How plants prune themselves

Plants survive the tumult of nature by being ruthless. When leaves or branches are no longer helping the plant, they’re sacrificed. That means a leaf or branch that isn’t a net producer—consuming more energy than it currently makes with photosynthesis—dies.

There are many reasons leaves could stop being productive. Often, a lower leaf or branch is simply shaded by other higher parts of the tree, and dies through a process called “self pruning.” Older leaves that accumulate too much wear and tear, or oxidative damage due to age, eventually stop being useful and enter senesence, a natural process when they turn yellow, break down pigments to return mineral nutrients to the rest of the plant, and fall off. If the plant faces a drought, photosynthesis slows down, meaning that a lot of leaves and branches that were net producers are now in deficit. Those too will senesce and fall off, resulting in a thinner canopy with only productive leaves left.

This also means that moving, covering or turning a houseplant forces every leaf to go through a recalculation based on its orientation towards light. Some will no longer be in a good position, fall into deficit, and senesce, stimulating the plant to grow replacements. Understanding this process helps us recognize many useful things: that moving a plant too frequently could be stressful for it, that we can expect plants to accelerate leaf turnover when conditions change, and that a few yellow leaves here and there are no major cause for concern, especially if those leaves are older and lower down in the canopy.

It also gives us clues when it comes to helping our plants through trauma. When you plant or repot something and injure some roots, should you cut off some leaves to counterbalance the loss of roots? Understanding how the plant would respond to foliage loss—by pausing root growth to prioritize foliar growth—suggests its better to pamper it with extra water for a while rather than to pare down the top. Or, if a frost or hailstorm leaves a garden in tatters, is it helpful to cut off the damaged leaves and stems? Well, the remaining foliage, unsightly as it may be, helps the plant resume growth without drawing down its reserves.

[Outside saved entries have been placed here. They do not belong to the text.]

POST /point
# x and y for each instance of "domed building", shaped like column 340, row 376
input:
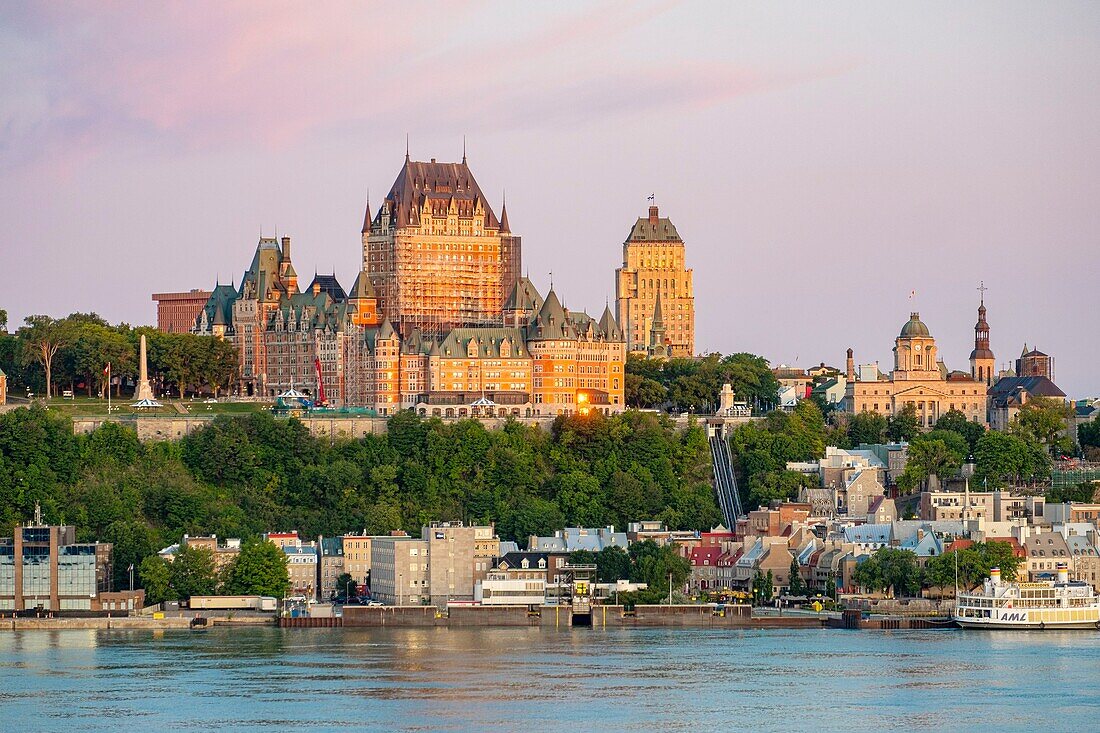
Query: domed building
column 921, row 379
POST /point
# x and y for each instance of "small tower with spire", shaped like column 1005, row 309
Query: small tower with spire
column 658, row 348
column 982, row 364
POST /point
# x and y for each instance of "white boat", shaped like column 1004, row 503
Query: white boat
column 1044, row 604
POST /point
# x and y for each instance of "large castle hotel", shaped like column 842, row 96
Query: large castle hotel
column 438, row 319
column 655, row 297
column 922, row 380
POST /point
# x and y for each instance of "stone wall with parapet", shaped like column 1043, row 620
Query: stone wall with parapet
column 173, row 427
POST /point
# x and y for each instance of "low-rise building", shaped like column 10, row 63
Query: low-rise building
column 571, row 539
column 223, row 553
column 332, row 567
column 399, row 573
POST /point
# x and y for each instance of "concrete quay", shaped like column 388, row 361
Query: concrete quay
column 557, row 616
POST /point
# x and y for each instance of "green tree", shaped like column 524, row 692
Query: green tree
column 890, row 568
column 1044, row 420
column 156, row 579
column 1082, row 492
column 867, row 427
column 613, row 564
column 930, row 457
column 191, row 572
column 956, row 422
column 260, row 569
column 1001, row 459
column 1088, row 435
column 903, row 425
column 43, row 338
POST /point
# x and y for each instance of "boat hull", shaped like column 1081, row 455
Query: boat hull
column 1024, row 625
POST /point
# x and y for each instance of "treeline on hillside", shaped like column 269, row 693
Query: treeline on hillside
column 47, row 354
column 693, row 384
column 240, row 477
column 762, row 449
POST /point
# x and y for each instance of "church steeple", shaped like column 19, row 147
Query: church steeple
column 982, row 365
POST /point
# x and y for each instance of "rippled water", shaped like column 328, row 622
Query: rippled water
column 244, row 679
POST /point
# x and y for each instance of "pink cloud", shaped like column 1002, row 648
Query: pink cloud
column 198, row 77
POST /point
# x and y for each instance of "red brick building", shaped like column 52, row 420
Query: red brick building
column 176, row 312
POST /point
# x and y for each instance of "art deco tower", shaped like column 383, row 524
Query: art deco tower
column 436, row 253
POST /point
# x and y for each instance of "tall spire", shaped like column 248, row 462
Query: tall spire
column 658, row 319
column 982, row 363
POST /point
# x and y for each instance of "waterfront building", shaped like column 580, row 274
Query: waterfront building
column 550, row 564
column 176, row 312
column 922, row 380
column 985, row 505
column 43, row 567
column 655, row 286
column 399, row 572
column 513, row 587
column 303, row 562
column 331, row 556
column 436, row 252
column 571, row 539
column 301, row 566
column 455, row 559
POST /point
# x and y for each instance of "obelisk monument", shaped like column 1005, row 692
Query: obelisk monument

If a tattered leaf is too damaged to be a net producer, we know the plant sacrifices that foliage to invest in new growth on its own, and we can assume that anything that stays green is therefore productive.

None of this weighs against good structural pruning of trees, which is intended to promote strong branches rather than stimulate fresh foliage. In fact, arborists protect the tree’s energy supply by limiting pruning to one fifth of of the canopy at a time. We can also still trim plants and leaves for aesthetic reasons—we should just know we’re doing so for our own purposes, not the plant’s, and use moderation. And if additional rounds of spring hail are possible, it might be smart to wait until the danger has passed to do a hard prune that will trigger the plant to dig deep into its energy stores and create a flush of vulnerable, lush green leaves.

As a whole, I think the knowledge helps us slow down and be a little more tolerant of how plants take care of themselves. Of course many of us garden because we find it therapeutic or fun to clip and train, and we like to think of plants as needing our constant care . There’s still a lot of room for experimentation, but in this case, the garden is better when we do it a little bit smarter and use a lighter touch.